Best Marketing Books: Top 3 Books16 March 2021 | Author: Alina Nikolaevna | 56
1.Phil Barden “Hacking Marketing. The Science of Why We Buy"
In 2002, the Nobel Prize in economics was given to psychologist Daniel Kahneman. He explained how, from a psychological point of view, people make economic decisions - for example, to buy.
Phil Barden, marketer for Unilever, Diageo and T-Mobile, collected Kahneman's ideas and explained with specific examples what happens in the mind of the buyer when he makes decisions. What exactly influences him in the selection process, how is it easier for him to part with money.
You can probably also say that this is the shortest, most capacious and digestible book on marketing. Vital for marketers and entrepreneurs.
Quotes from the book Hacking Marketing. The Science of Why We Buy":
The neuroscience of purchasing decisions is based on a simple equation: net worth = pleasure - pain. The higher the net value, the more likely the purchase is.
Autopilot responds faster to a warning that if you don't take any action, you will lose money than an offer to get something.

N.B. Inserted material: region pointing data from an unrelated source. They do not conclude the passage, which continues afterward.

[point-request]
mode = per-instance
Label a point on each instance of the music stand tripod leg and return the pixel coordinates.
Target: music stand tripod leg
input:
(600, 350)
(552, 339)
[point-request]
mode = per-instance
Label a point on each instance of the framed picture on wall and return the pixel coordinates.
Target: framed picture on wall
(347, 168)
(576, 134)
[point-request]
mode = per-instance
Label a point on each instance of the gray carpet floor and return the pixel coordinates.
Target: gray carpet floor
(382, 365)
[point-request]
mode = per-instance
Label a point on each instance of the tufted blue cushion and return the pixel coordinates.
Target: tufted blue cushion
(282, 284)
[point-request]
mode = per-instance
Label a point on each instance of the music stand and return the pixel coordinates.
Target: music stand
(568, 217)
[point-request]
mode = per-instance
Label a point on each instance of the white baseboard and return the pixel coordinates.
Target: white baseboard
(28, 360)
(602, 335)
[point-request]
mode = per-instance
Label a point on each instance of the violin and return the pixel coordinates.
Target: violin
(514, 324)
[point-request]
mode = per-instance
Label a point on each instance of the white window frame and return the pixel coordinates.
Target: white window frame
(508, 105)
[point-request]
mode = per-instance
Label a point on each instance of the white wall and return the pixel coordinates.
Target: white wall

Brands are the framing of a product. They subtly influence its perception and value through the framing effect.
There are two types of costs: financial and behavioral. The latter includes the amount of time and effort required to get pleasure.
We have no absolute idea of the value of an object, service or experience, even if we are perfectly informed. All we can do is compare similar things. I compare my lunch to other lunches, not cars, trips, or trips to the laundry.
In marketing communications, it is most effective to use a moderate amount of novelty combined with persistence of meaning.
2. Seth Godin “Purple Cow. Make your business stand out! "
Most of the book is about the fact that traditional advertising does not work and we no longer notice it. Seth argues that selling at a time when people are ad blind is to stand out from the crowd. It is necessary to create unique products so that customers come for them themselves.
The purple cow is not just a satisfying product, it is something extraordinary.
According to Godin, the main task of marketing is not to describe, but to invent a product. It is important to come up with a clear and digestible idea that distinguishes the product from the rest. The next step is to constantly analyze and adjust the product in order to provide customers with effective solutions to problems.
It is important to be attentive to customers, look for your own strategy, differ from industry leaders (if they are far ahead) and competitors in general.
And yet, an interesting thought: take risks, not follow the leaders. Focus on clients who can tell others about you - innovators and early adopters. They are excited about new products and can usually talk loudly about them. These are the ones who are usually called trendsetters.
Quotes from the book “Purple Cow. Make your business stand out!":
That's what the right marketing is. Marketing, where the seller changes the product, not the advertisement.
Most people cannot buy your product. They have no money, or time, or desire for this.
Don't be boring! Safe means risky! Today it all depends on the design! Very good is bad!
It is much easier to sell what people want to buy.
Of course, it is better to do something outstanding than to do nothing. Conversely, it’s better not to do anything than to do marketing just to do something and “splurge”.
Low price is the way of the lazy, it is the last resort of a product developer who has no more interesting ideas left. Cheap is not the way for the Purple Cow. Those who fail in the end are those whose designs are never criticized.
3. Paul Brown, Carl Sewell "Customers for Life"
Carl Sewell is the owner of a large car dealer network, in business since the 60s, for a very long time and very successfully. According to him, the strategy of a business that is tuned in for a long game in the market is, first of all, friendship with existing customers, customer retention. Attraction for a one-time purchase is just an introduction to the brand. It is important for the seller to establish a connection with the customer from the first purchase.
They copied an informative snippet about the book from the blog of its publishing house Mann, Ivanov and Ferber: “Karl's customer satisfaction rates are very high. His business often tops the ratings of the most customer-centric. Karl recommends betting on loyal customers, as the disposition for one-off sales makes customers unstable. The simplest rule of customer retention is: "Do what you promised and do it the first time."
Quotes from the book "Clients for Life":
The world's best customer service system is also the simplest: DO WHAT YOU PROMISED AND DO IT FIRST TIME.
Treating people kindly is only 20% of good service. The more important part is developing technologies and systems that get the job done well the first time. No amount of smiles will help you if your customer is not happy with your product or service.
So, if a client asks if you can do something for him, the answer is always "yes" - provided that the request is somehow related to your business.
Do not charge money for such additional services, which are help. If you didn’t ask a friend to pay for such help, don’t ask the client either. Don't worry, you will earn more in the future than you can imagine.
If you want your employees to be polite and nice to clients, be polite to them.